CONCLUSION: Therapists successfully partnered with families to implement quality CIMT, per protocol. Children in both the low and high dose CIMT groups showed improvements in performance of everyday activities and individual therapy goals. These results are similar to recent pediatric CIMT studies implemented in the US when fidelity of treatment was measured.4 The results of this study advances the delivery of evidence-based practice in Vietnam and provides insight into how high quality pediatric CIMT can be provided in areas where resources are limited (i.e. rural areas). CIMT programs can maintain essential elements while being modified to fit in various settings in collaboration with families and caregivers.
References
1. Dao, H. T., Pichaiyongwongdee, S., Sullivan, P. E., Prasertsukdee, S., & Apinonkul, B. (2018). Are physical therapists in Viet Nam ready to implement evidence-based practice? A survey. BMC Medical Education,18(1).

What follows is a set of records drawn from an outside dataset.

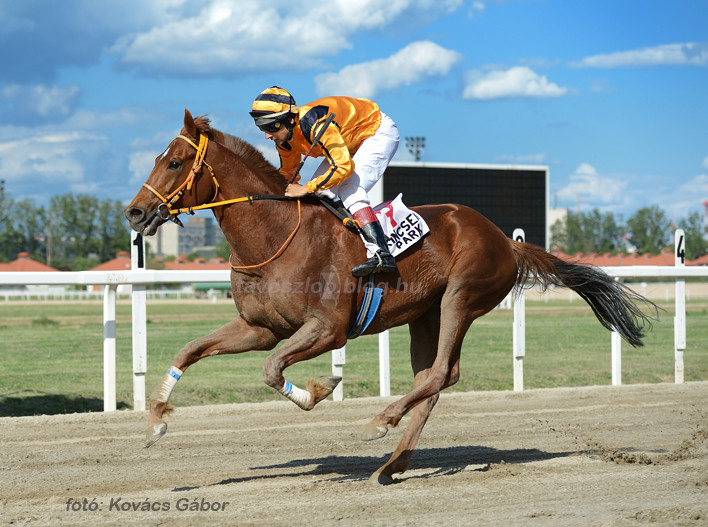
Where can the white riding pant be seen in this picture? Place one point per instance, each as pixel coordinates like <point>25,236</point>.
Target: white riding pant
<point>370,162</point>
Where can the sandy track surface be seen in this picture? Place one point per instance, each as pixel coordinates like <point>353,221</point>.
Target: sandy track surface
<point>631,455</point>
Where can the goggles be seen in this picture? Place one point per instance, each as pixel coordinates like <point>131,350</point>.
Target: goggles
<point>270,128</point>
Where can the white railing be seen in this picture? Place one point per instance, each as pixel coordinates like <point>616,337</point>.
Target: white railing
<point>139,278</point>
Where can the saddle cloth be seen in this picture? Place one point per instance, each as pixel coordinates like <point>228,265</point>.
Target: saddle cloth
<point>402,226</point>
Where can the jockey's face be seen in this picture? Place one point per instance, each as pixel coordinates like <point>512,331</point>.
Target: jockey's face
<point>280,137</point>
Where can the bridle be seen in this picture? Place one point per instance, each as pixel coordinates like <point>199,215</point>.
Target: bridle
<point>166,211</point>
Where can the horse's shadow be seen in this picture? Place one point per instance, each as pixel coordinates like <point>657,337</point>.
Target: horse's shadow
<point>441,461</point>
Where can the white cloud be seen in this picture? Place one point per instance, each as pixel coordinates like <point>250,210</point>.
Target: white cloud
<point>587,185</point>
<point>518,81</point>
<point>233,36</point>
<point>528,159</point>
<point>688,54</point>
<point>412,64</point>
<point>45,101</point>
<point>140,165</point>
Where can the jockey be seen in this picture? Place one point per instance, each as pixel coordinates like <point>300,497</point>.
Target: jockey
<point>357,146</point>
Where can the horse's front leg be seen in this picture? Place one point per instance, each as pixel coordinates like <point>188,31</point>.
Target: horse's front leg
<point>311,340</point>
<point>237,336</point>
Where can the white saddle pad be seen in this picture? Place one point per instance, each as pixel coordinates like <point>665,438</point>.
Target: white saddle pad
<point>402,226</point>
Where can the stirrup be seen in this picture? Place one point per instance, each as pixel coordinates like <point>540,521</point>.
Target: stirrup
<point>376,264</point>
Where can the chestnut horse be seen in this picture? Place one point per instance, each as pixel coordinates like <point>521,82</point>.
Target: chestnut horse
<point>462,270</point>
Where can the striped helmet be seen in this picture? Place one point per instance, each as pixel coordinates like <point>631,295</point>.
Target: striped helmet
<point>271,106</point>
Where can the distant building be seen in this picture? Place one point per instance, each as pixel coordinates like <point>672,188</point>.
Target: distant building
<point>24,263</point>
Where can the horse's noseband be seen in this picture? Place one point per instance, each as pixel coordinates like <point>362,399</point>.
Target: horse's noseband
<point>164,210</point>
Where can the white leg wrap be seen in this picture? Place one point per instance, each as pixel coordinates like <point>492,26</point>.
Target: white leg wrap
<point>164,389</point>
<point>300,397</point>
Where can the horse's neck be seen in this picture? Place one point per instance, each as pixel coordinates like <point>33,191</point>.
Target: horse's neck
<point>254,230</point>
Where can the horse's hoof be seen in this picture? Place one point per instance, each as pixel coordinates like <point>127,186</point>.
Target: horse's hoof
<point>154,433</point>
<point>329,383</point>
<point>374,431</point>
<point>379,479</point>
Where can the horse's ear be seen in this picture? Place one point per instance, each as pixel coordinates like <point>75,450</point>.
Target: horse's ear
<point>189,125</point>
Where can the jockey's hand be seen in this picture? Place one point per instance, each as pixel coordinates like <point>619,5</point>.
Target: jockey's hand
<point>294,190</point>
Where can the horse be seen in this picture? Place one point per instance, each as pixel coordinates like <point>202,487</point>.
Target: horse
<point>462,270</point>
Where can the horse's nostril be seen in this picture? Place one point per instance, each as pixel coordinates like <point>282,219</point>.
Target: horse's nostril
<point>134,213</point>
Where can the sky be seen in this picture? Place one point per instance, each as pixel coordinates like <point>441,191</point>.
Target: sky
<point>611,95</point>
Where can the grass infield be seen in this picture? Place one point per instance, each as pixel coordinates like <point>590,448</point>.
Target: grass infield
<point>53,355</point>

2. Gelkop, N., Burshtein, D.G., Lahav, A., Brezner, A., AL-Oraibi, S., Ferre, C.L., & Gordon A. M. (2015). Efficacy of Constraint-Induced Movement Therapy and Bimanual Training in Children with Hemiplegic Cerebral Palsy in an Educational Setting, Physical & Occupational Therapy In Pediatrics, 35:1, 24-39.
3. Khandaker, G., Van Bang, N., Dũng, T.Q., Giang, N.T.H., Chau C.M., Van Anh, N.T., VanThuong, N., Badawi, N., & Elliot, E.J. (2017). Protocol for hospital based-surveillance of cerebral palsy (CP) in Hanoi using the Pediatric Active Enhanced Disease Surveillance mechanism (PAEDS-Vietnam): a study towards developing hospital-based disease surveillance in Vietnam. BMJ Open 7(11), e017742.
4. Ramey S.L., DeLuca S., Stevenson R.D., Case-Smith J., Darragh A. Conaway, M. (2019). Children with Hemiparesis Arm and Movement Project (CHAMP): protocol for a multisite comparative efficacy trial of paediatric constraint-induced movement therapy (CIMT) testing effects of dosage and type of constraint for children with hemiparetic cerebral palsy. BMJ Open, 9 (1).